In the case of rare disease treatments, companies can make up for small patient populations by charging high prices — hundreds of thousands of dollars a year — without needing a large sales force often used for primary care drugs. “Rare disease drugs often command premium prices for years because competition is slim,” Cloyd told Drug Discovery & Development. “And a company’s focus can be sharper and that can reduce marketing cost and other aspects for providing the drug.
“For example, if a company has approval to market a new drug for hypertension, nearly every primary care provider prescribes that drug. With a rare disease like cystic fibrosis, the only people treating that are pulmonologists.”

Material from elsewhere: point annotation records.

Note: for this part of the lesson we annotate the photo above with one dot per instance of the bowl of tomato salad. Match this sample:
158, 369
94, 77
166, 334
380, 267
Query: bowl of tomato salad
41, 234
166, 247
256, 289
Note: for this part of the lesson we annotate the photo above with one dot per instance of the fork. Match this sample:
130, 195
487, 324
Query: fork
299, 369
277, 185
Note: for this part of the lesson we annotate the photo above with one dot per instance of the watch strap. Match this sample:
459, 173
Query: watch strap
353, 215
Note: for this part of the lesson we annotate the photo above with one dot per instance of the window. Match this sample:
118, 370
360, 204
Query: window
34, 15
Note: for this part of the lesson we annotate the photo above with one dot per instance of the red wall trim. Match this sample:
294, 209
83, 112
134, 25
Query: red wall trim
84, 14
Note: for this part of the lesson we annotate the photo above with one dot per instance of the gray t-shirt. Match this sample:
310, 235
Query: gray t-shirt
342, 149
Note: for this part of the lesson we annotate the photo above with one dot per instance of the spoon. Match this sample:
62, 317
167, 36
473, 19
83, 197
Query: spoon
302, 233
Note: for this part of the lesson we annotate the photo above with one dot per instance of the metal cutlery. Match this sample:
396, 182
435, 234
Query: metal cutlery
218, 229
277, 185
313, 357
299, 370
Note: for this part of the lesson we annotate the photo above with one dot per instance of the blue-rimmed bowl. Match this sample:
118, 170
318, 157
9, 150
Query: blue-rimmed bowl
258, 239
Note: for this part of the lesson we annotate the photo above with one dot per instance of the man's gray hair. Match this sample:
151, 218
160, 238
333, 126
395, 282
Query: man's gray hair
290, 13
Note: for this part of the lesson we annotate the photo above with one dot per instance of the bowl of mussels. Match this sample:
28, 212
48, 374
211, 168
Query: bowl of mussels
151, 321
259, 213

Are rare disease drug prices sustainable for patients and payers?
The increasing number and cost of orphan drugs are a growing concern to patients, providers and payers.
Many critics have said that the high prices of rare disease treatments are not sustainable. Three doctors published an editorial in the Journal of the American Medical Association in 2013 urging pharmaceutical companies to rein in prices for orphan drugs, arguing they are unsustainable for patients and insurers.
So far, insurers have not paid too much attention to the prices of orphan drugs because so few patients use them, “so the huge costs haven’t greatly affected their budgets. But that is starting to change as more of these drugs come to market,” reported The New York Times.
Cloyd, who maintains the importance of developing new therapies for rare disorders, told Drug Discovery & Development, “Over the long term, it’s not sustainable because the number of treatments of this type will grow, and at some point, if their costs remain high and there are many, many more of these treatments you’ll exceed the ability of the government and insurance companies to cover that cost.”
More than anything, large pharmaceutical companies are interested in developing and commercializing products that have a significant impact on patients’ lives, Robbins said. “Executives at biopharmaceutical companies understand that if they can attain this goal, other issues like sustainability and return on investment become secondary concerns,” Robbins told Drug Discovery & Development.
“The issue of price sustainability ultimately is tied to the relative benefit that current and future drug products provide to patients,” Robbins told Drug Discovery & Development. “The future of drug pricing sustainability is certainly questionable for ‘me-too’ products, or for drugs that provide a nominal, incremental benefit over available treatments. On the other end of the spectrum, innovation that results in significantly improved patient outcomes will continue to be appropriately rewarded by our health care system.”